Amazon rainforest with fog in the morning near Alta Floresta, Mato Grosso, Brazil
© Pulsar Imagens/Alam
Mists over the Amazon
The Amazon rainforest is big. Almost unimaginably big. It covers about 2% of the world's surface area, nearly 2.1 million square miles across South America, mostly (nearly 60%) in the country you see here, Brazil. It is home to over half of the Earth's remaining rainforests, nearly 16,000 different tree species, 40,000 species of other plants, 2.5 million insect species and over 2,000 different types of birds and mammals. Incredibly, perhaps a tenth of the planet's known species live here, many of which have not even been identified.

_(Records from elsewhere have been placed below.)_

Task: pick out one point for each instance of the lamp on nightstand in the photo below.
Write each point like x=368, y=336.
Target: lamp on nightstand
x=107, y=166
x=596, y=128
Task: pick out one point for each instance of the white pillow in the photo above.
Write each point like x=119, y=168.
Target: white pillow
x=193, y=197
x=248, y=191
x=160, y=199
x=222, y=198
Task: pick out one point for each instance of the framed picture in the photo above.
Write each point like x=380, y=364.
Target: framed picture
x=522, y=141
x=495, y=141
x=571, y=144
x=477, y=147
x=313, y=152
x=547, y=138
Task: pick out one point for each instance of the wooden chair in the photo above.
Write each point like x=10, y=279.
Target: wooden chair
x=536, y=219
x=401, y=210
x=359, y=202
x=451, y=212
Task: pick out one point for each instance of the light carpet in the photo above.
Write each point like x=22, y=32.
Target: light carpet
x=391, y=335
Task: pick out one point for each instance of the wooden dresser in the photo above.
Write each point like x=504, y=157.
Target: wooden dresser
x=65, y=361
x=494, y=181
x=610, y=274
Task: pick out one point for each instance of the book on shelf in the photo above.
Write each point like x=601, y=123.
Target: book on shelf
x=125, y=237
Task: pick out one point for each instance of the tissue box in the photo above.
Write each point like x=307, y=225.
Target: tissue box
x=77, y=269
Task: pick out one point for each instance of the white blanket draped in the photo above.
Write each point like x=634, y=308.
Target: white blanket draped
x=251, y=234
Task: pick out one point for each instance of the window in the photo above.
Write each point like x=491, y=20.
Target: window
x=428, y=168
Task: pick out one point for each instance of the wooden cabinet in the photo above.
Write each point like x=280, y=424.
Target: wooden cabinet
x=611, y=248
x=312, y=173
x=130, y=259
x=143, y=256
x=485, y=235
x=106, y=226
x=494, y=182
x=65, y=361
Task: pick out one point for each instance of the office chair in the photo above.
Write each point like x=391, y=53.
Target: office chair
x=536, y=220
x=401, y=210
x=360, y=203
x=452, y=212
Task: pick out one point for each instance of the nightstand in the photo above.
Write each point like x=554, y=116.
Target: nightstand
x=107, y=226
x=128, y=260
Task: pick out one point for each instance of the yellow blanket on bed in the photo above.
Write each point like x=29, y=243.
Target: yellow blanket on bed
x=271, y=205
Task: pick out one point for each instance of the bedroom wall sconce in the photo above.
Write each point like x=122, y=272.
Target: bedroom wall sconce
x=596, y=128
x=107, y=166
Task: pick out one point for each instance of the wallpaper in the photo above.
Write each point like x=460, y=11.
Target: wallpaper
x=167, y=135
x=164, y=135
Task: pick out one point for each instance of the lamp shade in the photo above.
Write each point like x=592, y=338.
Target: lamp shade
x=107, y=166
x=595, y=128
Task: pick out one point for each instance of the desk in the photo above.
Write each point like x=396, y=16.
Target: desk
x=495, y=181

Yet, despite its vastness and ecological riches, the Amazon and the world's rainforests in general are in jeopardy, with large swaths being stripped and spoiled every day. Recent analysis suggests that the Amazon rainforest, long known as the Lungs of the World, is now spewing out as much greenhouse gas as it can store, because of rampant deforestation. If true, this is a bad sign in our battle against climate change. Rainforests play a vital 'carbon sink' role in creating and maintaining the air that we breath. The more we learn about rainforests, the more we appreciate how our own future, and the future of our planet, depends upon their health.